Goal: I am trying to insert statistical annotations inside a seaborn figure-level plot with NaN values without showing datapoints for NaN values.
What I tried: I noticed that inserting statistical annotations with statannotations.Annotator.Annotator resulted in a ValueError: output array is read-only if there are NaN values in the dataframe. So I tried to filter all None objects out and then used statannotations.Annotator.Annotator. However, this just worked when the annotation is located outside the figure. I would like to insert the annotation inside the figure with same layout as shown below:
import seaborn as sns
from statannotations.Annotator import Annotator
%matplotlib inline
import math
tips = sns.load_dataset("tips")
tips.loc[tips['sex'] == "Male", 'total_bill'] = math.nan
args = dict(x="sex", y="total_bill", data=tips, hue="smoker", hue_order=["Yes","No"], order=['Male', 'Female'])
g = sns.catplot(edgecolor="black", errcolor="black", errwidth=1.5, capsize = 0.1, height=4, aspect=.7,alpha=0.5, kind="bar", ci = "sd", row="time", **args)
g.map(sns.stripplot, args["x"], args["y"], args["hue"], hue_order=args["hue_order"], order=args["order"], palette=sns.color_palette(), dodge=True, alpha=0.6, ec='k', linewidth=1)
g.set_titles(row_template="{row_name}")
pairs = [
(("Female", "Yes"), ("Female", "No"))
]
for ax in g.axes.flat:
ax_unfiltered = ax.get_children
ax_filter = list(filter(lambda x: x is not None, [el.get_clip_box() for el in ax.get_children()]))
ax.get_children = lambda: ax_filter
annot = Annotator(ax, pairs, **args)
annot.configure(test='Mann-Whitney', text_format='star', loc="outside", verbose=2,)
ax.get_children = ax_unfiltered
annot.apply_test().annotate()
If I replace NaN values with 0, I can insert statistical annotations inside the figure. However, this also results in datapoints for NaN values. I would like to have a figure as shown below with no datapoints for NaN values:
import seaborn as sns
from statannotations.Annotator import Annotator
%matplotlib inline
tips = sns.load_dataset("tips")
tips.loc[tips['sex'] == "Male", 'total_bill'] = 0
args = dict(x="sex", y="total_bill", data=tips, hue="smoker", hue_order=["Yes","No"], order=['Male', 'Female'])
g = sns.catplot(edgecolor="black", errcolor="black", errwidth=1.5, capsize = 0.1, height=4, aspect=.7,alpha=0.5, kind="bar", ci = "sd", row="time", **args)

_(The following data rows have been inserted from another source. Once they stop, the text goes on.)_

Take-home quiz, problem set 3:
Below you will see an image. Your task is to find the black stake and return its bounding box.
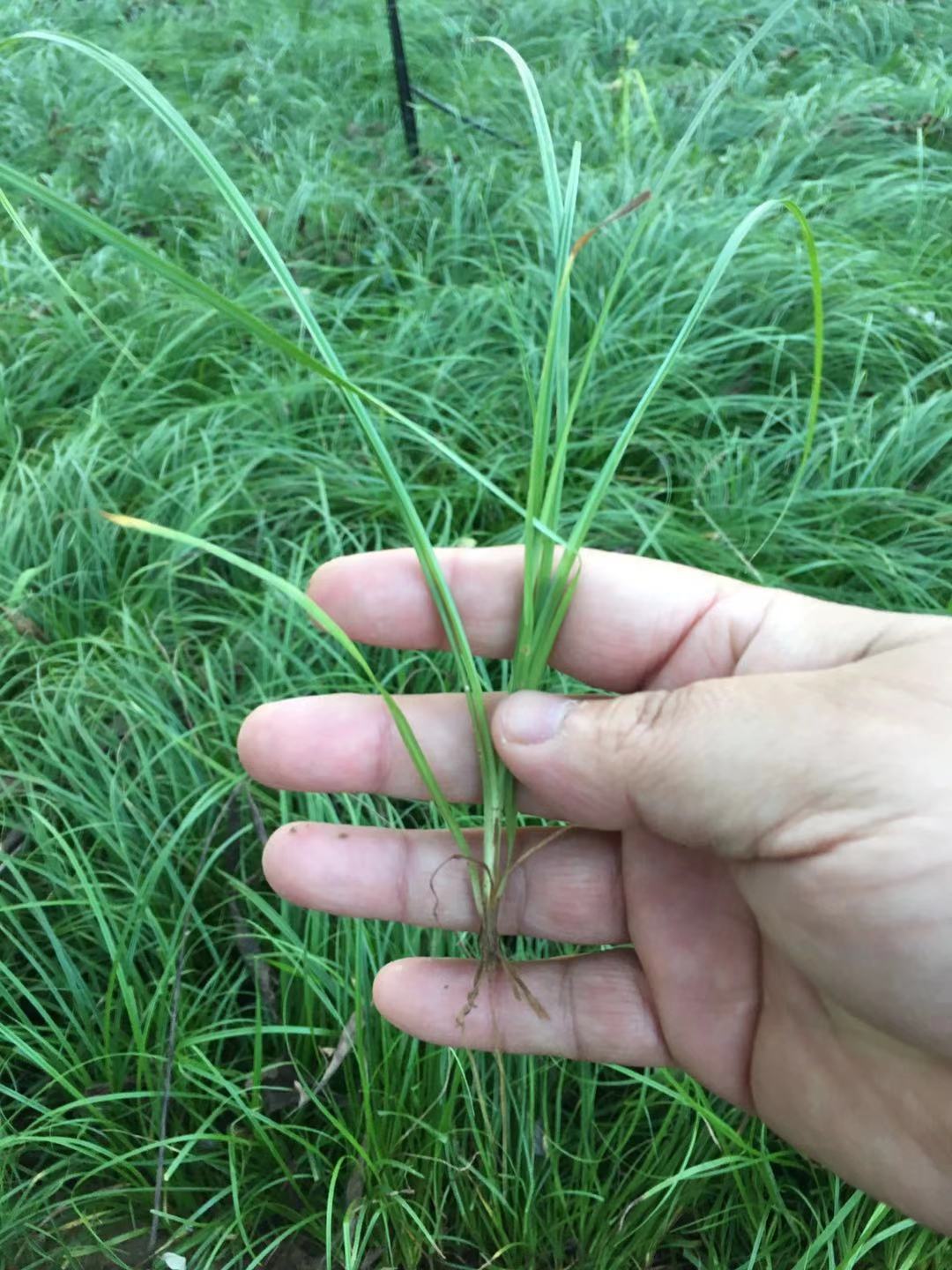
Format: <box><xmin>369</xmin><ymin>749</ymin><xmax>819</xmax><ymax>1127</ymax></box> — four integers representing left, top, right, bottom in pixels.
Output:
<box><xmin>387</xmin><ymin>0</ymin><xmax>420</xmax><ymax>159</ymax></box>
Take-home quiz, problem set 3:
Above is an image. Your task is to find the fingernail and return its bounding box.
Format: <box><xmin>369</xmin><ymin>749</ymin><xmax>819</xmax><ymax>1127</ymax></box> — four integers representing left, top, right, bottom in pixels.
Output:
<box><xmin>499</xmin><ymin>692</ymin><xmax>571</xmax><ymax>745</ymax></box>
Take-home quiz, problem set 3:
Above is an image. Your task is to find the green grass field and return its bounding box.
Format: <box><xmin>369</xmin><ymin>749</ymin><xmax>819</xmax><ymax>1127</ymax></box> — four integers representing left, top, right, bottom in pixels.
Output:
<box><xmin>0</xmin><ymin>0</ymin><xmax>952</xmax><ymax>1270</ymax></box>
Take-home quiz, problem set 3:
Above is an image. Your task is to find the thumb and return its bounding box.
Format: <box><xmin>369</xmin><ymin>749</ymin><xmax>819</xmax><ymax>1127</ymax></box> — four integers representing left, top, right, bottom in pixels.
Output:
<box><xmin>493</xmin><ymin>669</ymin><xmax>889</xmax><ymax>858</ymax></box>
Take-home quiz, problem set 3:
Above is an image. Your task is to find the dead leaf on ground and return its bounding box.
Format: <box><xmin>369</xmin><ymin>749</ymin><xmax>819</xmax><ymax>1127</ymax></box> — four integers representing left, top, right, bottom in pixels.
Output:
<box><xmin>314</xmin><ymin>1013</ymin><xmax>357</xmax><ymax>1094</ymax></box>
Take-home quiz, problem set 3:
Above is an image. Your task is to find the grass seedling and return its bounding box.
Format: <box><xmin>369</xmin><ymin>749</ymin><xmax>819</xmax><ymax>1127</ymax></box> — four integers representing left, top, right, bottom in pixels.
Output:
<box><xmin>0</xmin><ymin>19</ymin><xmax>822</xmax><ymax>1025</ymax></box>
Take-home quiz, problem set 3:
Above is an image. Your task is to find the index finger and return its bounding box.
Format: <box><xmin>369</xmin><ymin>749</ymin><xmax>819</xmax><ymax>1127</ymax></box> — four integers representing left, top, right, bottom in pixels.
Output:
<box><xmin>309</xmin><ymin>546</ymin><xmax>912</xmax><ymax>692</ymax></box>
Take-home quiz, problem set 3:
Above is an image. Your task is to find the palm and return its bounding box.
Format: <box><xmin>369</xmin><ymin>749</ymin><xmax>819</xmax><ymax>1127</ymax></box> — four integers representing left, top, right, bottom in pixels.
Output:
<box><xmin>240</xmin><ymin>550</ymin><xmax>952</xmax><ymax>1217</ymax></box>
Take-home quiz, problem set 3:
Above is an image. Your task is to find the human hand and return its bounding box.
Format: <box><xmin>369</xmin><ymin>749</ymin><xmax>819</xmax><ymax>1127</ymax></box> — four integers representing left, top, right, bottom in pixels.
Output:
<box><xmin>239</xmin><ymin>548</ymin><xmax>952</xmax><ymax>1233</ymax></box>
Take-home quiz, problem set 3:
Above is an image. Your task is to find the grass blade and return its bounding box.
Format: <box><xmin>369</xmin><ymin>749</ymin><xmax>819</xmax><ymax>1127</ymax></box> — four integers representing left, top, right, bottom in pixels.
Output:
<box><xmin>101</xmin><ymin>512</ymin><xmax>477</xmax><ymax>899</ymax></box>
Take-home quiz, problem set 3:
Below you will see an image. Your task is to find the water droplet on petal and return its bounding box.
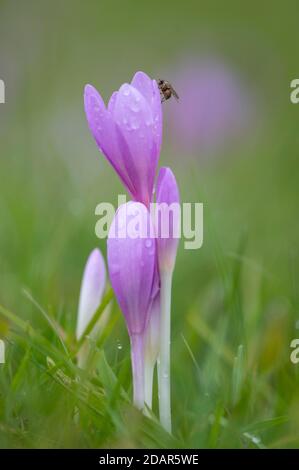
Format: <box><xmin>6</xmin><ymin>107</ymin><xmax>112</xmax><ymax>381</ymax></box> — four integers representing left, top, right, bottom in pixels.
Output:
<box><xmin>131</xmin><ymin>119</ymin><xmax>139</xmax><ymax>130</ymax></box>
<box><xmin>145</xmin><ymin>239</ymin><xmax>152</xmax><ymax>248</ymax></box>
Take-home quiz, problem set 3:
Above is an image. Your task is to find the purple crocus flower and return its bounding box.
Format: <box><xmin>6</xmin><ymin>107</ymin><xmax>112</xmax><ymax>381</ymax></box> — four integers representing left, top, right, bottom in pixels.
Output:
<box><xmin>155</xmin><ymin>168</ymin><xmax>181</xmax><ymax>432</ymax></box>
<box><xmin>76</xmin><ymin>248</ymin><xmax>106</xmax><ymax>367</ymax></box>
<box><xmin>76</xmin><ymin>248</ymin><xmax>106</xmax><ymax>340</ymax></box>
<box><xmin>155</xmin><ymin>167</ymin><xmax>181</xmax><ymax>272</ymax></box>
<box><xmin>84</xmin><ymin>72</ymin><xmax>162</xmax><ymax>206</ymax></box>
<box><xmin>107</xmin><ymin>201</ymin><xmax>157</xmax><ymax>408</ymax></box>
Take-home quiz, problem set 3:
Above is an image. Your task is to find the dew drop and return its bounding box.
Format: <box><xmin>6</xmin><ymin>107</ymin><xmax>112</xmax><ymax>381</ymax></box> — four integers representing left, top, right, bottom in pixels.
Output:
<box><xmin>130</xmin><ymin>101</ymin><xmax>140</xmax><ymax>113</ymax></box>
<box><xmin>131</xmin><ymin>119</ymin><xmax>139</xmax><ymax>130</ymax></box>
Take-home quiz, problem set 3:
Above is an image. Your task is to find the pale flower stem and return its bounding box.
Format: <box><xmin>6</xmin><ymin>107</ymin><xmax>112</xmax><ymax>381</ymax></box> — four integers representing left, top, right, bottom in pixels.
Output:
<box><xmin>144</xmin><ymin>358</ymin><xmax>155</xmax><ymax>410</ymax></box>
<box><xmin>158</xmin><ymin>272</ymin><xmax>172</xmax><ymax>433</ymax></box>
<box><xmin>131</xmin><ymin>334</ymin><xmax>144</xmax><ymax>409</ymax></box>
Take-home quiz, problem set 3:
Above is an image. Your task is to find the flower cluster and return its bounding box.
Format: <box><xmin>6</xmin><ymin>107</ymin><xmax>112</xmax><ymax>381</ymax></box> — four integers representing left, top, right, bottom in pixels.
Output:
<box><xmin>83</xmin><ymin>72</ymin><xmax>179</xmax><ymax>431</ymax></box>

g.map(sns.stripplot, args["x"], args["y"], args["hue"], hue_order=args["hue_order"], order=args["order"], palette=sns.color_palette(), dodge=True, alpha=0.6, ec='k', linewidth=1)
pairs = [
(("Female", "Yes"), ("Female", "No"))
]
for ax in g.axes.flat:
annot = Annotator(ax, pairs, **args)
annot.configure(test='Mann-Whitney', text_format='simple', loc='inside', verbose=2)
annot.apply_test().annotate()
The code above is based on @M. Sch.
Question How do I add statistical annotations inside the figure if there are NaN values?